EU leaders reach deal on Covid-19 recovery fund after marathon summit

EU clinches ‘historic’ €1.8 trillion package to fund next seven years after 90-hour talks

The 27 member states of the European Union sign off on a €1.8 trillion package to fund the next seven years of spending and inject funds into struggling economies to help them weather the devastation of the coronavirus pandemic. Video: Reuters

 

The 27 member states of the European Union this morning signed off on a €1.8 trillion package to fund the next seven years of spending and inject funds into struggling economies to help them weather the devastation of the Coronavirus pandemic.

The summit was one of the longest ever, and leaders negotiated through the night once again on Monday before announcing a deal had been reached at 5.30am on Tuesday.

“It has been a very challenging number of days negotiating this package but it has been worthwhile. The solidarity displayed throughout this summit is something that I think will stand Europe in good stead into the future,” Taoiseach Micheál Martin said after the deal was clinched.

“The Covid-19 challenge is unique, its impact in terms of economic social and political life is very severe and it necessitated a response of this scale and magnitude.”

The recovery package involves a €750 billion in grants and loans that will be funded by jointly-guaranteed borrowing by the European Commission, the first time this has been done and a proposal that faced significant resistance from a group of so-called frugal northern member states led by the Netherlands.

The overall amount of the money due to be distributed as grants that do not need to be directly paid back by national governments was reduced to €390 billion from €500 billion as a compromise, with €360 billion to be distributed as loans to member states.

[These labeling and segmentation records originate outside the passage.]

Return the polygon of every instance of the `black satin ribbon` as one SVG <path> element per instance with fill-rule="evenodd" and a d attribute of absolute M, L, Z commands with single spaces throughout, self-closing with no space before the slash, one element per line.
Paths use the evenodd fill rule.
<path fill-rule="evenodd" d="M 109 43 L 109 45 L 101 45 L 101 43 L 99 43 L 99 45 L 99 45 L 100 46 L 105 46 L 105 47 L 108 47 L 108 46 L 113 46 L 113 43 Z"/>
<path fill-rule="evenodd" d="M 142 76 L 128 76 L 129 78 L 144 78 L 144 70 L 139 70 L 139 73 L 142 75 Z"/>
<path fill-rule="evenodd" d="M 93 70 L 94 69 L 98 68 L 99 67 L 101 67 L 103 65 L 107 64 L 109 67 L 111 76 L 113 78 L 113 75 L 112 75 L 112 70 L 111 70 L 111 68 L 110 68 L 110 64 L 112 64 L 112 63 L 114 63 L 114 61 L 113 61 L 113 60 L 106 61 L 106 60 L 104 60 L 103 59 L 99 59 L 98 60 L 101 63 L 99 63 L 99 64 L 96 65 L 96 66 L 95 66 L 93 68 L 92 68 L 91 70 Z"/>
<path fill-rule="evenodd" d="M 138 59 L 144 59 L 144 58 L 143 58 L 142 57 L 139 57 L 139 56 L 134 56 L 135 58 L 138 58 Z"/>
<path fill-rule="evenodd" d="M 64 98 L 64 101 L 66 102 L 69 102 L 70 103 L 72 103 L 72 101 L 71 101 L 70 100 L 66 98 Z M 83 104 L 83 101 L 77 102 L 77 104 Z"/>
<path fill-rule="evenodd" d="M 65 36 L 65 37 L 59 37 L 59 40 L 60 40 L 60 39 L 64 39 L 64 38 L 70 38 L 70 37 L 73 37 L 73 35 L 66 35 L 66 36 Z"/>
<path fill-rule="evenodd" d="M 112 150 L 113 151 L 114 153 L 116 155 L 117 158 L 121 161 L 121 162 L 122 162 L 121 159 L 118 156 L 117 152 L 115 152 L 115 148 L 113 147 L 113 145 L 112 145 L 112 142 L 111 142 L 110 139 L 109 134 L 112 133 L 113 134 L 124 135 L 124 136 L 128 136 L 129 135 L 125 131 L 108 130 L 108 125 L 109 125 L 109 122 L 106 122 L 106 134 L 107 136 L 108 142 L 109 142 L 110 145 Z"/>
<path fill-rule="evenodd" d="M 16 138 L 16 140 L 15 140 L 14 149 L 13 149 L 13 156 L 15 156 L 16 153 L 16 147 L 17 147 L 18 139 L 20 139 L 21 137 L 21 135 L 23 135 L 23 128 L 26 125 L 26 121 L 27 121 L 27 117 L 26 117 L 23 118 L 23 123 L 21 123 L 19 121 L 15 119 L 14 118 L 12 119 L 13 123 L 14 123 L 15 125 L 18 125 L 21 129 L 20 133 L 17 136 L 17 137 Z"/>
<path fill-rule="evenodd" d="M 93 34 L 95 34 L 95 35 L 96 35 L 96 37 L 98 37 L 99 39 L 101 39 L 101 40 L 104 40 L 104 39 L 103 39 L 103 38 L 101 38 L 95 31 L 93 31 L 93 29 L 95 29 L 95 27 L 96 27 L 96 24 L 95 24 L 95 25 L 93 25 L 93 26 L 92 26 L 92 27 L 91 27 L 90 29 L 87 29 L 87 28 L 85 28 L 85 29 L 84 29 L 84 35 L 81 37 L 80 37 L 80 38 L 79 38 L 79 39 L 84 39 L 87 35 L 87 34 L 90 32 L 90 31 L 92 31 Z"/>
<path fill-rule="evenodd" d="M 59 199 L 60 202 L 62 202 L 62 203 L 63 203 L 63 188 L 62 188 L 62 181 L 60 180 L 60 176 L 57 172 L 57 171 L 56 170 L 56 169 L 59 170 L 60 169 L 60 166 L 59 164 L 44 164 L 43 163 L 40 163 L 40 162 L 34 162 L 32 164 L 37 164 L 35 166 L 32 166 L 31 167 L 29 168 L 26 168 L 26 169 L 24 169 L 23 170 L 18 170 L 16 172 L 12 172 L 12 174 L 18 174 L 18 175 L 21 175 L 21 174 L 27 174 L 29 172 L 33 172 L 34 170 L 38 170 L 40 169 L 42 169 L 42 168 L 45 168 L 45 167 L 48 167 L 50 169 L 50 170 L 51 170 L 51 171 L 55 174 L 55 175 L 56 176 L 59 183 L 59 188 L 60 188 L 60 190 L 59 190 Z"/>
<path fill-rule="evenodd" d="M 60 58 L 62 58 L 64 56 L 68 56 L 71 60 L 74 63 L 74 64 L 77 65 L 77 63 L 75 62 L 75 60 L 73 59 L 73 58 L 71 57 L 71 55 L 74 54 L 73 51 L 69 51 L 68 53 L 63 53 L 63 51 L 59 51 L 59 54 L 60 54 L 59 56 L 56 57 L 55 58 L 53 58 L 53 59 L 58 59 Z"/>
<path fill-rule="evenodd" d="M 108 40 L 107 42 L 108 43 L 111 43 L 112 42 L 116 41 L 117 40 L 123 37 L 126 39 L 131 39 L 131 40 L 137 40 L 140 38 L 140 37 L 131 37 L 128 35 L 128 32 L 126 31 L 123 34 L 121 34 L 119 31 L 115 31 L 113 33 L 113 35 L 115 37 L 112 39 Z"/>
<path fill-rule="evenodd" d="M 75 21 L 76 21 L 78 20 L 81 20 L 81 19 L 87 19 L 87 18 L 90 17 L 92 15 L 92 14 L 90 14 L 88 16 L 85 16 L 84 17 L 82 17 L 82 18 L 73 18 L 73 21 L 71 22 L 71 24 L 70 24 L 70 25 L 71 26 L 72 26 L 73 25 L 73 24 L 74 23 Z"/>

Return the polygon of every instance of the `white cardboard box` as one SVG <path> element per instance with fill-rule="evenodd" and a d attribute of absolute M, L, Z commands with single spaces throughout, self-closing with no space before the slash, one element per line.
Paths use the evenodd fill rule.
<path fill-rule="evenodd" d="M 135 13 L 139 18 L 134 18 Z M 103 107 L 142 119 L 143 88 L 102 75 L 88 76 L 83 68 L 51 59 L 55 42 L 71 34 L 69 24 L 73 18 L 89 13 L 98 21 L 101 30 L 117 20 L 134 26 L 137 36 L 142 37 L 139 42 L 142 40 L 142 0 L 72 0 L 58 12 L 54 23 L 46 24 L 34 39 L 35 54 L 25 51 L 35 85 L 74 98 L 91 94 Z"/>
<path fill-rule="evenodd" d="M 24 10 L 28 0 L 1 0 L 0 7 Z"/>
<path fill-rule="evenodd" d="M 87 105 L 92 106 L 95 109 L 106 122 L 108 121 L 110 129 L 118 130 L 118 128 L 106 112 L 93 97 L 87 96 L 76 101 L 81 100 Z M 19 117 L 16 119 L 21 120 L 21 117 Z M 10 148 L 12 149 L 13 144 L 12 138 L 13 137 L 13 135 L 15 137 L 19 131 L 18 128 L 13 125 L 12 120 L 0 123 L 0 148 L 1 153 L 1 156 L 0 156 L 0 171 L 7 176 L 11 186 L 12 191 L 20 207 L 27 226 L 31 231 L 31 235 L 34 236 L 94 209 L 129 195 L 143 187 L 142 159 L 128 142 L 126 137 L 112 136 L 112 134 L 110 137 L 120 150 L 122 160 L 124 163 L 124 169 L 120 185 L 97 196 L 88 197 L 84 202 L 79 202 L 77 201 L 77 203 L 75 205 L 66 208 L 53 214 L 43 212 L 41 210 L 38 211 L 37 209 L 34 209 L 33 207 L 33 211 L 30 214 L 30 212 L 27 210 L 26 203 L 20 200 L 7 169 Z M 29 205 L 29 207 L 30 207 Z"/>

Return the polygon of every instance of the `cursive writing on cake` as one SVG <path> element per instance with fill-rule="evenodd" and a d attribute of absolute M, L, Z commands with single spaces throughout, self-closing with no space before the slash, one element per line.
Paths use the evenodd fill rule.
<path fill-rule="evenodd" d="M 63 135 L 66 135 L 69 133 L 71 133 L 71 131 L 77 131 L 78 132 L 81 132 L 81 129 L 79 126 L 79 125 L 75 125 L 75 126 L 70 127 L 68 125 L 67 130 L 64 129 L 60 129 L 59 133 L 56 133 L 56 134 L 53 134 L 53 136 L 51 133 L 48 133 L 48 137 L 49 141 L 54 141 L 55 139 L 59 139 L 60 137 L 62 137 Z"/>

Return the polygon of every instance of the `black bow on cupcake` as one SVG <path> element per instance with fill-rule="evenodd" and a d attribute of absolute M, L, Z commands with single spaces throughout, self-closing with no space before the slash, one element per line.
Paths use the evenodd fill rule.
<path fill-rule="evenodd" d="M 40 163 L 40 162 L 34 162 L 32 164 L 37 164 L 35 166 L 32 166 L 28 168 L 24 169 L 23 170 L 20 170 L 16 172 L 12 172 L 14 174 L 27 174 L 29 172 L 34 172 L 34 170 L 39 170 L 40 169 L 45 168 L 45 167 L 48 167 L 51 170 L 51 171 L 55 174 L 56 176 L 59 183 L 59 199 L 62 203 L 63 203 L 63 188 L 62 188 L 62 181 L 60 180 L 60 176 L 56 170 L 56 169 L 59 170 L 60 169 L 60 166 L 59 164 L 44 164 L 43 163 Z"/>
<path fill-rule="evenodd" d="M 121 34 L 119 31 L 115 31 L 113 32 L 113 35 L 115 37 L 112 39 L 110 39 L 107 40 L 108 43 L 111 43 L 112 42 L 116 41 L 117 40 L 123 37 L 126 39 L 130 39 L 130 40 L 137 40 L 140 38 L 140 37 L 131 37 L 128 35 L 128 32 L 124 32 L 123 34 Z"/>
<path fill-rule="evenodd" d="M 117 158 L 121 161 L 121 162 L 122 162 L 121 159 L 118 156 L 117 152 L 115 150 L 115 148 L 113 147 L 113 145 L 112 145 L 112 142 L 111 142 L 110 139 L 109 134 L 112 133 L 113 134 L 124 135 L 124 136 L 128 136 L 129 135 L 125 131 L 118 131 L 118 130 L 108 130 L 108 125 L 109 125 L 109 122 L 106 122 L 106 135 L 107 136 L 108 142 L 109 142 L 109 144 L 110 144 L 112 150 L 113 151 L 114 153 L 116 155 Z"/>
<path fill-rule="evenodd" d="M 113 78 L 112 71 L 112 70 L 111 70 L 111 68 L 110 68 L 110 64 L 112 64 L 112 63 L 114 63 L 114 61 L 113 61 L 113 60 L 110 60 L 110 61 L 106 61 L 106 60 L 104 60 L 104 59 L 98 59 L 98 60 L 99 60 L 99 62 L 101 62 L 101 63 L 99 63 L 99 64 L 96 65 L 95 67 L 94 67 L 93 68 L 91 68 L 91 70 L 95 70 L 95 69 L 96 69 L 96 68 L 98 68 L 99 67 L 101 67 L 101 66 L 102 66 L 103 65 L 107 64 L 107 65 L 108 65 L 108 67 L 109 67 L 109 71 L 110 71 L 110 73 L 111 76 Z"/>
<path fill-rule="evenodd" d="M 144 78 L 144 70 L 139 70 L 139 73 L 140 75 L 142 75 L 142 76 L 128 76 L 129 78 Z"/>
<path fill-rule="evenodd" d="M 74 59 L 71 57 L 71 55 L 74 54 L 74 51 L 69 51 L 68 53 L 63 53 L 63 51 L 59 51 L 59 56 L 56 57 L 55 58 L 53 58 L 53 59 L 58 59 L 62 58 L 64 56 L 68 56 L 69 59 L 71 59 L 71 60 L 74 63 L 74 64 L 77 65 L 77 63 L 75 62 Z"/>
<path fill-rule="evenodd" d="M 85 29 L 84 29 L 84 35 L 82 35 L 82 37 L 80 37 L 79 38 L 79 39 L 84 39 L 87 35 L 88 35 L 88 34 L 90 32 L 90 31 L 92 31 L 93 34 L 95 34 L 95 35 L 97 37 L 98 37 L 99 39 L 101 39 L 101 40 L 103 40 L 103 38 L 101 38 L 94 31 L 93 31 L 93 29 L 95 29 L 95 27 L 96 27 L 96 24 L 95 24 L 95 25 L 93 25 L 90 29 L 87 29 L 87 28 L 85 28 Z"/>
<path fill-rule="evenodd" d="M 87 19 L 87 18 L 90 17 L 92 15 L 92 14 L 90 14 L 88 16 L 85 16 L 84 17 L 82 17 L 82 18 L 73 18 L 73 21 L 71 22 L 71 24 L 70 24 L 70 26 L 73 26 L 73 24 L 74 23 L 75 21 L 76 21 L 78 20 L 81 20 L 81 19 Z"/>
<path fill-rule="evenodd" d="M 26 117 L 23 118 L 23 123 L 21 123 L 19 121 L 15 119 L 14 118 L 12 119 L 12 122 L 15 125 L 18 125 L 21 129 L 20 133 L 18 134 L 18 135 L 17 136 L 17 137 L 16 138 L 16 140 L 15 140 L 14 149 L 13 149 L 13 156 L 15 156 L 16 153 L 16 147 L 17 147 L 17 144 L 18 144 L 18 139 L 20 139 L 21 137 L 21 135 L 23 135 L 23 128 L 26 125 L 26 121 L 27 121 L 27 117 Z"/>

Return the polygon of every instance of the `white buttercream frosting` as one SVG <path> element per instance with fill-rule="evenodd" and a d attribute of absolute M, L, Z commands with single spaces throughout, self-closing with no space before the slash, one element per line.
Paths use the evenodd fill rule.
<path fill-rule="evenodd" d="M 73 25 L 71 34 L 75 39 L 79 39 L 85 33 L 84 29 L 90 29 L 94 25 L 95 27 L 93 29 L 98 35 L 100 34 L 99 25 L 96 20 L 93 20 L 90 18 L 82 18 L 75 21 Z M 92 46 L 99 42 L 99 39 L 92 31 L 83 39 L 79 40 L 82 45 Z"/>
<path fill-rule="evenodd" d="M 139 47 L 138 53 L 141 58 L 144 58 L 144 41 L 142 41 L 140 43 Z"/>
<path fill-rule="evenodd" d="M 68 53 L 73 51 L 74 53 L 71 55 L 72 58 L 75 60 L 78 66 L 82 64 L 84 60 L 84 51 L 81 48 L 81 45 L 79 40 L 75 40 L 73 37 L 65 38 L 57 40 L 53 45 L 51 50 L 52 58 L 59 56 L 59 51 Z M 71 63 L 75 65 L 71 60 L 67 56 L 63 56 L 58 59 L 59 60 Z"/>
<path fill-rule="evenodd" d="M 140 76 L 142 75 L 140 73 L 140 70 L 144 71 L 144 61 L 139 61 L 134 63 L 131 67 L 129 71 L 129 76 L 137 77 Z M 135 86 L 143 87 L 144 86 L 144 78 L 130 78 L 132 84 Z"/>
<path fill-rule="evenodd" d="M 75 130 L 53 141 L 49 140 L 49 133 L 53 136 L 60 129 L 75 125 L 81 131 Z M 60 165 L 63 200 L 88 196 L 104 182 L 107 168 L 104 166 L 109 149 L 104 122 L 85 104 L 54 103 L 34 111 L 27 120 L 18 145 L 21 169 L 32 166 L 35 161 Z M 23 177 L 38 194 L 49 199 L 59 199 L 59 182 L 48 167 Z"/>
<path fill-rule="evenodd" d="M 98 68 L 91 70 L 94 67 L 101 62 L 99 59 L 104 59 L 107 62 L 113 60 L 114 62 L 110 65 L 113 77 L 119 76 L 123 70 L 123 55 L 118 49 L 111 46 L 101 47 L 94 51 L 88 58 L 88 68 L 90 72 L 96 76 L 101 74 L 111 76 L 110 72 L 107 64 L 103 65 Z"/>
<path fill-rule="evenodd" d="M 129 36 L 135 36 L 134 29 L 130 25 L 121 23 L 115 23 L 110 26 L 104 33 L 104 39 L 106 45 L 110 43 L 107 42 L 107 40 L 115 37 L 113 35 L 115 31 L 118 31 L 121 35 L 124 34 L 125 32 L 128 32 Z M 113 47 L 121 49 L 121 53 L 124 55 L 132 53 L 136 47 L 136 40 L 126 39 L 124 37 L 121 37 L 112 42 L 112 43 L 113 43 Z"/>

“This recovery fund that is based on European solidarity is indeed a historic change, a historic step for Europe. This is the first time we have been able to set up this budget capacity at this level,” French president Emmanuel Macron said.

The deal secures a €5 billion ‘Brexit Adjustment Reserve’: funds for the sectors and countries worst-hit by the effects of Britain leaving the EU, of which Ireland can expect to receive a substantial share.

The Taoiseach also said there were protections for Common Agricultural Policy payments.

“From the Irish perspective we’re particularly happy that there is significant funding to protect the Common Agricultural Policy which has always been a significant factor in Ireland’s negotiations with Brussels,” Mr Martin said.

To persuade the northern states, rebates on their national contributions to the budget were increased to Austria, Denmark, the Netherlands, and Sweden, as significant net payers. Germany opted to keep its rebate at the same level. The rebate system, which was pioneered by Britain, had initially been proposed to be scrapped altogether after Brexit.

Various programmes proposed by the Commission were also cut to bring down the overall size of the budget, including on health and subsidies to help economies transition towards carbon neutrality, which European Commission president Ursula von der Leyen described as “regrettable”.

But she said the EU could not be accused of doing “too little, too late” this time.

“We negotiated four long days and nights, more than 90 hours, but it was worth it,” Ms von der Leyen said.

Summit chairman Charles Michel tweeted “Deal” shortly after the 27 leaders reached agreement at a 4am plenary session.

“This agreement sends a concrete signal that Europe is a force for action,” Mr Michel said at a dawn news conference

“It is about a lot more than money. It is about workers and families, their jobs, their health and their well-being. I believe this agreement will be seen as a pivotal moment in Europe’s journey, but it will also launch us into the future.”

French president Emmanuel Macron said the deal was historic and said he was convinced the recovery plan and budget could meet the challenge of the coronavirus pandemic.